The robust success of off-label ketamine rocked the medical field when it became recognized as a lifesaver for patients with severe symptoms such as suicide ideation. Ketamine’s success also sparked intense research into how it works, with the goal of developing drugs that mimic its trigger of glutamate release while avoiding its psychotic side effects. Such a development could move indications for this class of drugs from “treatment-resistant” only to first-line therapy.
In new findings published in Neuron, Jeffrey Conn, Ph.D., director of the Vanderbilt Center for Neuroscience Drug Discovery, and post-doctoral fellow Max Joffe, Ph.D., recently developed and tested two glutamate receptor antagonists. They demonstrated the power of the antagonists to facilitate glutamate transmission to the prefrontal cortex. In animal models, these antagonists mimic the anti-depressant-like effect that ketamine has in the brain.
Targeting Brain Circuitry
Ketamine is thought to produce its anti-depressant effect by increasing activity of glutamate neurons, triggering higher glutamate release in a specific brain circuit – the thalamocortical loop. A malfunctioning/maladaptive thalamocortical loop is complicit in a wide range of movement, cognition and mood disorders. “This research is another scientific step toward a drug that will selectively enhance thalamocortical transmission without over-exciting the circuit in the way ketamine does,” Conn said.

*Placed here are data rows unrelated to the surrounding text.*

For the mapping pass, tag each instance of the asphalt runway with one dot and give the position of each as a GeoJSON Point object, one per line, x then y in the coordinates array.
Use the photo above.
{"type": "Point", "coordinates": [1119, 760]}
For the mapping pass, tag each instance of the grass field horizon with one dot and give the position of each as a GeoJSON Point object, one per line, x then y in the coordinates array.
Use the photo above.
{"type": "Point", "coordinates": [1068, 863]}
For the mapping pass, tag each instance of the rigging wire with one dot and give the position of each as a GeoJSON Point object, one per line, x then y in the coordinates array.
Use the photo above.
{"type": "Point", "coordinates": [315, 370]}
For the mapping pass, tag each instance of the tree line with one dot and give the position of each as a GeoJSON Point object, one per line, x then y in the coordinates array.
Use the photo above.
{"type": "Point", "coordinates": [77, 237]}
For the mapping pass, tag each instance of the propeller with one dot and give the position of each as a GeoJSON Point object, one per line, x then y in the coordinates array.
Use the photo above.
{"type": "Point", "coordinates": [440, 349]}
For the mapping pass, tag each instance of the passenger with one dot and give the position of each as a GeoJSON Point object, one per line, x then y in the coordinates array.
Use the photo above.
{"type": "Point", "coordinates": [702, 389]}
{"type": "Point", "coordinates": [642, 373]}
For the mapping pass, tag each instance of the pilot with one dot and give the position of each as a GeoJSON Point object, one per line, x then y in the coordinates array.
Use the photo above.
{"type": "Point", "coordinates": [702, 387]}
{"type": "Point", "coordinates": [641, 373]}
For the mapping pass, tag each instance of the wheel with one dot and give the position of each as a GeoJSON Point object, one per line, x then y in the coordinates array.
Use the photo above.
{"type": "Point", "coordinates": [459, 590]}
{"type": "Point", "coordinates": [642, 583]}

“This research is another scientific step toward a drug that will selectively enhance thalamocortical transmission without over-exciting the circuit in the way ketamine does.”
Optimizing Glutamate
Conn is a leading researcher in “metabotropic” glutamate receptors in the brain. Conn and Joffe focused their study on mGlu2 and mGlu3 receptors, which have an inhibitory effect on glutamate through fundamentally different mechanisms. They hypothesized that the selective inhibition of mGlu2 or mGlu3 would potentiate prefrontal cortex excitatory transmission, thereby producing an anti-depressant effect.
Using preclinical models, they developed separate compounds that serve as antagonists for mGlu2 and mGlu3 to block glutamate reuptake. Previous research had not differentiated between the two. “We found that both receptors impact transmission at the synapse between the thalamus and the prefrontal cortex, one pre- and one post-synapse,” Conn said. Both antagonists induced anti-depressant-like effects through related, but divergent, mechanisms.
Adding Clinical Options
While these findings suggest biomarkers for drug development, Conn says the work is still early, basic research. “The compounds we developed to impact mGlu2 and mGlu3 did not exist before now, but they are not optimized as drug candidates for humans.” He foresees a multimillion-dollar effort to move such compounds into clinical development. The earliest a drug could reach the market would be in 11 or 12 years, he says.
Conn, Joffe and their team are also involved in more advanced trials for drugs that impact Parkinson’s dystonia, schizophrenia and Alzheimer’s. “The role of receptors in various regions of the brain is a mainstay of our research,” Conn said.
“The neurochemistry of glutamate receptors is one of the more critical aspects in determining healthy or unhealthy brain function.”
The new study serves as a foundation, Conn said. “What we know now is that the neurochemistry of glutamate receptors is one of the more critical aspects in determining healthy or unhealthy brain function/regulation. That is a springboard for much of our work to come.”